Üçüncü bir kesim, salgın malgın gibi kâfir uydurmalarına kulak asmayıp derdi veren yüce yaratıcının elbet devasını da vereceğine inanarak cumalara, cenazelere, taziyelere, düğünlere, asker uğurlamalarına aralıksız devam ediyor.

Daha fazla saymayalım. Ama bu üç kümedeki özellikleri değişen oranlarda bir araya getiren kesimlerin de var olduğu her günkü gözlemlerle saptanabiliyor.

Egemenler için bu durumlardaki kalabalıklarla mı başa çıkmak kolaydır, bu tür çaresizlikleri ellerinin tersiyle itip bir araya gelmeye, hep birlikte akıl erdirip hep birlikte mücadele etmeye yatkın insan topluluklarıyla mı? Bu sorunun yanıtı apaçıktır.

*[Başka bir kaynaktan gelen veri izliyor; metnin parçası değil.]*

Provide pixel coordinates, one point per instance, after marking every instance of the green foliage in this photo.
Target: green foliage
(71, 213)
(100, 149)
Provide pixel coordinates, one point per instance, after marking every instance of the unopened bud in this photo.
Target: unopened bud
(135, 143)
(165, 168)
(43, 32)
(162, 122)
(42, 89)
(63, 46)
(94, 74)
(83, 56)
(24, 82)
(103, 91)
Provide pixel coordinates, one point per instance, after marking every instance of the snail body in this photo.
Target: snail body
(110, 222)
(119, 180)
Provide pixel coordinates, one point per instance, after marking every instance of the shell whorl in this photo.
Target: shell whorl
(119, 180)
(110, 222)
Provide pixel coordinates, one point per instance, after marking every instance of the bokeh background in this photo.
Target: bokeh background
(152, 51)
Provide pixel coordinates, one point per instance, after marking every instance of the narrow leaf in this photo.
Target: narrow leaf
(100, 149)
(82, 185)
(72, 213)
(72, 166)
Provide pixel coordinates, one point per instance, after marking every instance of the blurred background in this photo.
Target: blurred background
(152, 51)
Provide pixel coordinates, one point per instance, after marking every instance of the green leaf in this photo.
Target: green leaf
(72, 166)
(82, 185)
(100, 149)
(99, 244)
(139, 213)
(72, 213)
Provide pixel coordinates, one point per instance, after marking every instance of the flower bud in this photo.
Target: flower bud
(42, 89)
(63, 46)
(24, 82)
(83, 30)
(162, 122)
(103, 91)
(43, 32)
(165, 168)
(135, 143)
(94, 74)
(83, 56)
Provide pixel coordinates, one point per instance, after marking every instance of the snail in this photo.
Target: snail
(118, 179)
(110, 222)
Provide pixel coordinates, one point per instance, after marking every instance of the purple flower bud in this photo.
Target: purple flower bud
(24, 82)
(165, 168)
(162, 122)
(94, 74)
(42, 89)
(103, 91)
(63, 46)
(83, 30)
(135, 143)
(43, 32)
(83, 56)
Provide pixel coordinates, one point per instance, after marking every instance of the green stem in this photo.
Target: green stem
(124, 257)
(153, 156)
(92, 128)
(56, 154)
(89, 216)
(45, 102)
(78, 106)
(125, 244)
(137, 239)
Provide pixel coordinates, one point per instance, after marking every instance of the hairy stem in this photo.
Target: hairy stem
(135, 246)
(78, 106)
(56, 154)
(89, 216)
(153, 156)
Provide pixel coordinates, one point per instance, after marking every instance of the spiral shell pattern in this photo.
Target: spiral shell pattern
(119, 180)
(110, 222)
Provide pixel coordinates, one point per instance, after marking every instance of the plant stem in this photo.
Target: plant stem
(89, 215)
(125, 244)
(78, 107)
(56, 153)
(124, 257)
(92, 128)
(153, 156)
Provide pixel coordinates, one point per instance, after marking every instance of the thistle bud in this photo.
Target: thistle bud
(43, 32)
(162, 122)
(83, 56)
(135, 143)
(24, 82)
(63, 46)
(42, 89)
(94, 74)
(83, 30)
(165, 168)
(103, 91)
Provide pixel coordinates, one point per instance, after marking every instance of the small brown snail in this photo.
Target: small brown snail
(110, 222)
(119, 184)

O halde, çıkarını bilen kapitalistler ve adamları açısından bitse de kurtulsak yakınması yersizdir; onlara uygun düşen, hiç bitmese de böyle sündürüp götürebilsek beklentisi olabilir. Yukarıdaki sorunun ikinci bölümündekilerin ise hayatın bir de salgın marifetiyle tutsak alınmasına boyun eğmemeleri gerekiyor.